Sunday, July 8, 2012

The Calling to the Spiritual Path

It has been a while since I've had the opportunity to really bask in the energy of flow.  Due to my having the flu, I've been restricted to the basic of sleep, food and rest for the past 3 days.  A difficult task for someone who never sits still and likes to keep busy.

The rewards have been mind blowing.  Who knew that becoming sick could have so many benefits.  The first day was difficult, and I found myself being quite annoyed that the illness I had avoided successfully for months, had finally won.  And so Thursday night and Friday came and went with frustration and anger toward the situation of being ill.

Saturday dawned and I found myself in much higher spirits.  I allowed myself time to sit and contemplate on whatever happened to be on my mind and in my heart at the time.  Amazingly, Buddhism, Tibet and my once deepest passion to become a nun dominated.  For a long time I stood in front of my alter, memories of hours of practice and mantra recitation in the early hours of dawn came flooding back.  It made me smile to remember.  Those were the times I was most at peace - both in my mind and in heart.  Not just during practice, but during everyday life.  The more I practiced, the more peaceful and joyess I became.  But the most beautiful aspect was the changes I saw in those around me.  The more peaceful and joyess I became, the more that energy rubbed off on others.  I could see the shifts before my eyes.  How their speech became softer, their features relaxed, how they smiled more.  The positive shifts I witness in family and friends was beyond words.  How priceless, to be able to affect others in such a beautiful way.

Just as quickly, the joy of those memories turned to sadness, for it's been a long time since I sat down and practiced.  Sure, I've practiced on an off, but it's not the same as being up every morning at 5am, taking precept vows, taking refuge and doing ngondro.  That feeling of peace, contentment and fulfilment at doing something that is helping not only me, but everyone around me.

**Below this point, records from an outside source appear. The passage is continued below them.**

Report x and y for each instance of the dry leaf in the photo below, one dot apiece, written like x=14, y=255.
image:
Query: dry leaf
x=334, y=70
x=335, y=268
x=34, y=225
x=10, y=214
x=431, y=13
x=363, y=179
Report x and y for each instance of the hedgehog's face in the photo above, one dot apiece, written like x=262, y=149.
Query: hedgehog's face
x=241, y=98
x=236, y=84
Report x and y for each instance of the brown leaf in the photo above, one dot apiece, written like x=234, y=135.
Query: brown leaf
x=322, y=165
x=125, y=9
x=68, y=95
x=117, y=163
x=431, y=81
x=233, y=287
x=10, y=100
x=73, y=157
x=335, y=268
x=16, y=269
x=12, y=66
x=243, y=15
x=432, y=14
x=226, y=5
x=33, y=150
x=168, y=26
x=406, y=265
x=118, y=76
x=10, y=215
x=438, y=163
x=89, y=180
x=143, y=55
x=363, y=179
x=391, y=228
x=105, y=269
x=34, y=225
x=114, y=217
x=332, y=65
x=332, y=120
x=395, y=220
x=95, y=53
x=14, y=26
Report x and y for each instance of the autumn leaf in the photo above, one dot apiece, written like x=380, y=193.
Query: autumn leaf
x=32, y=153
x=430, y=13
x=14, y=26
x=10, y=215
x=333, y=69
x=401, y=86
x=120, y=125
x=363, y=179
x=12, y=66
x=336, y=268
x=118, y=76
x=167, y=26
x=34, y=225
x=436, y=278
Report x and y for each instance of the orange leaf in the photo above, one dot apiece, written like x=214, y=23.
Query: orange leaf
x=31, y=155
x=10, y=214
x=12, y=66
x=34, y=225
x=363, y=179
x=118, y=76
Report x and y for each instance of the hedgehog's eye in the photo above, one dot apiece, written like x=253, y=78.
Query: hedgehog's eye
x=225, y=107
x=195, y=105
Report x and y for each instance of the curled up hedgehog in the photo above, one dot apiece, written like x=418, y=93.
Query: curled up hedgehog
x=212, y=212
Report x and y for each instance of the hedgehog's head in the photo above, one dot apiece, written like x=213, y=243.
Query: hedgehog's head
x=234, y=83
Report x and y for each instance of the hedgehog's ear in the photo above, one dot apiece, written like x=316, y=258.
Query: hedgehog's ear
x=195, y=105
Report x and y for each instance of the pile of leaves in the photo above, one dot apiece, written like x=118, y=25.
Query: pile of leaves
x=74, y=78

The gaping hole inside me became clear as I contemplated the loss of something so sacred.  But had I really lost it?  Not really.  It was still there for me whenever I wanted.  In my mind, my heart, my soul.  The mantras at the tip of my tongue to recite at any given moment.  It was at this moment I realised that the peace and joy I once had, was always with me, inside me, waiting to be unlocked again.  Why had I locked away something so precious?  I had no idea.

 Today is Sunday.  I have spent the day doing pretty much nothing but contemplating and reflecting.  I watched a video of the life of the Buddha.  I've read and seen movies of Buddha's life many times before, but for some reason today it's hit right in my core.  His unwavering passion to find the truth, to find the end to suffering, to find the path toward nirvana and eternal peace...that's what I've always envisaged myself doing.  Not just for me, but for others.  I want to learn the art of inner peace, the art of moving with the flow of life, achieving that state where everything is clear and beautiful.  I touched on it during a Ngondro retreat.  During a time of complete renunciation to my practice.  Complete renunciation to my inner being.  Complete concentration on stepping into the blissful inner calmness and bringing it into the external world.

Watching the Buddha's life and the lives of the Tibetan yogis, moved me to tears of joy and deep emotion.  I felt in that moment the amber of spiritual passion reignite within me.  I heard the calling once more toward the spiritual path.  It makes me smile even now to think of spending my life helping others, to spend my life devoted to the search for answers to bringing inner peace into the external world.

In my vision, I am wrapped in maroon and saffron robes, bald head, mala beads entwined between my fingers, standing in front of a Tibetan monastery, looking out onto the splendour of the Tibetan landscape.

As hard as I try to ignore the call, it is there always, whispering and waiting patiently for me to embrace it completely.  Everyone has a purpose in life....the spiritual path is mine.  And when the time is right I will know, and I will buy that one way ticket to Dharamsala....and then my life will begin.